Duduk di tepi ranjang sudah Sienna lakukan dari satu jam yang lalu. Anak manis itu terus saja mengajukan pertanyaan sama yang membuat ayahnya geram sendiri.
"Kenapa kita harus pindah, Ayah?" tanyanya kembali sambil mengangkat kedua lengannya ke atas—memakai baju hangatnya dengan bantuan sang pengasuh.
Saat Sienna bangun dari tidurnya, dia dikejutkan dengan pemandangan yang membingungkan. Seluruh pakaian miliknya di lemari sudah dimasukkan ke dalam koper. Dua koper besar sudah berdiri di dekat pintu kamarnya. Bahkan kamar yang biasanya ramai dipenuhi barang-barang miliknya sudah terlihat kosong.
"Ayah, jawab Sienna Yah. Kenapa kita harus pindah?" tanyanya kesekian kalinya pada Ryan yang sibuk memasukkan barang-barang penting ke dalam koper.
Ryan yang merasa terganggu lantas menoleh tajam pada Sienna, hanya sebentar mereka saling tatap. Sienna pun terkejut menatap tatapan ayahnya yang berubah padanya.
"Tidak ada yang bisa ayah katakan padamu. Kita memang harus pindah dan kamu akan ikut dengan ayah. Rumah ini akan ayah jual dan kita pindah ke Bandung hari ini juga."
Sienna yang tidak paham betul situasi yang terjadi menghela nafas kasar. Tangan kirinya masih menggenggam erat foto Bundanya.
"Apa Bunda sudah ditemukan?" tanyanya dengan pertanyaan berbeda membuat Ryan menghentikan kegiatannya. Ia mengembuskan napas berat.
"Apa kau tidak dengar apa yang ayah ucapkan beberapa hari lalu. Polisi masih mencari Bunda, Sienna."
"Apa selama itu?"
"Bertanya sekali lagi, ayah akan tinggalkan kamu dirumah ini. Sendirian." Sienna diam sesaat. Lalu matanya bergerak pada sosok pengasuh yamg berdiri dekat jendela.
"Bibi, apa yang ayah bilang barusan itu benar? Kenapa harus pindah? Kalau kita pergi dari rumah, Bunda pasti mencari Sienna nanti."
Satu tahun sudah berlalu dan apa yang tengah terjadi di malam mereka pergi ke pasar malam sungguh Sienna tidak ingat. Bahkan sejak ia dirawat di rumah sakit selama beberapa bulan, Sienna justru divonis mengalami lupa ingatan jangka pendek. Gadis itu terus saja mengajukan pertanyaan yang sama setiap hari. Sienna juga sering keluar masuk rumah sakit karena sesuatu terjadi dalam kepalanya.
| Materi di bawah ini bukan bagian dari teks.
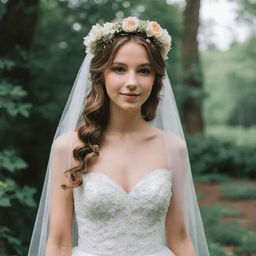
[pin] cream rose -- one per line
(153, 29)
(96, 31)
(108, 28)
(130, 24)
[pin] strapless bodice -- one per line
(112, 221)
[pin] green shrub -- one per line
(238, 190)
(213, 214)
(212, 155)
(227, 233)
(248, 246)
(211, 178)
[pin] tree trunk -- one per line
(16, 35)
(191, 107)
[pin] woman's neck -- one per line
(125, 123)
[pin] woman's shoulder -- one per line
(66, 141)
(174, 140)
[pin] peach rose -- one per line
(130, 24)
(153, 29)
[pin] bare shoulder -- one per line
(175, 141)
(66, 141)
Entah apa yang terjadi, yang jelas keluar dari rumah sakit, Sienna kehilangan sebagian memorinya. Bahkan Ryan yang tidak menyangka anaknya itu akan mengalami hal seperti itu justru mengarang cerita bahwa Laura sedang ada di luar negeri untuk urusan kerja. Ryan tidak mengatakan apapun, bahkan kejadian sebenarnya. Sedangkan Bibi Grace yang mendengar ucapan Sienna barusan lantas berjongkok, mensejajarkan tingginya di hadapan anak itu.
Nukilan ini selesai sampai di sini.